「你有問過他為什麼不答應嗎?」
叔康皺皺眉,「大姐,你不要問笨問題嘛I你說,我有那個膽子去質問師父為什麼不肯救人嗎?」
「救什麼人?」剛踏進廚房的亞平好奇地問。
「亞平,你還記得定遠馬場的徐伯吧?」初靜不答的問。
亞平怔了下,點點頭,「我還有點印象。
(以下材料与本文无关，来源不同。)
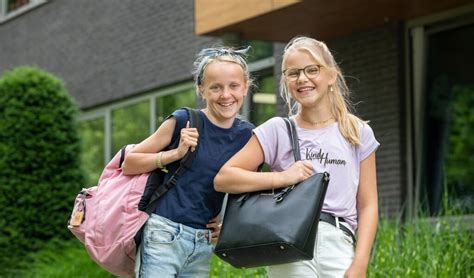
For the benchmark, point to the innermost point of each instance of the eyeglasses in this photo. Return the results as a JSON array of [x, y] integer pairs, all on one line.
[[311, 71]]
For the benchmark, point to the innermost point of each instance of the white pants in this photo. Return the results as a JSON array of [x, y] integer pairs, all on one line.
[[333, 254]]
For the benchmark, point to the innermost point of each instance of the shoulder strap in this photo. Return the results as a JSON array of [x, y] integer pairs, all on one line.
[[290, 125], [195, 120]]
」
在他記憶里,徐伯是爹的至交好友,以前他們還在家鄉時,他每年最少都會來拜訪一趟,待他們幾個孩子極好,是個很和善的長輩。
「大哥,你也認識徐伯?」
「也?」亞平挑眉,嗅出了一丁點的不尋常。
初靜解釋道︰「這回你姐夫帶叔康到葉爾羌,回程時正好路過定遠馬場,與徐伯照了面,方才徐伯循著他們的馬蹄印子,找到家里來了。」
亞平一听他們的形跡已暴露,直覺地神經繃緊了起來。「大姐,這……要緊嗎?」
「沒關系的,徐伯的為人我信得過。」他的擔心她知道,若非叫她認出來人是徐伯,她也不會貿然推開叔康站出來與徐伯相認,畢竟人心隔肚皮,沒有十足把握徐伯不會出賣他們,她絕不會輕易拿自己和弟妹的性命下賭注。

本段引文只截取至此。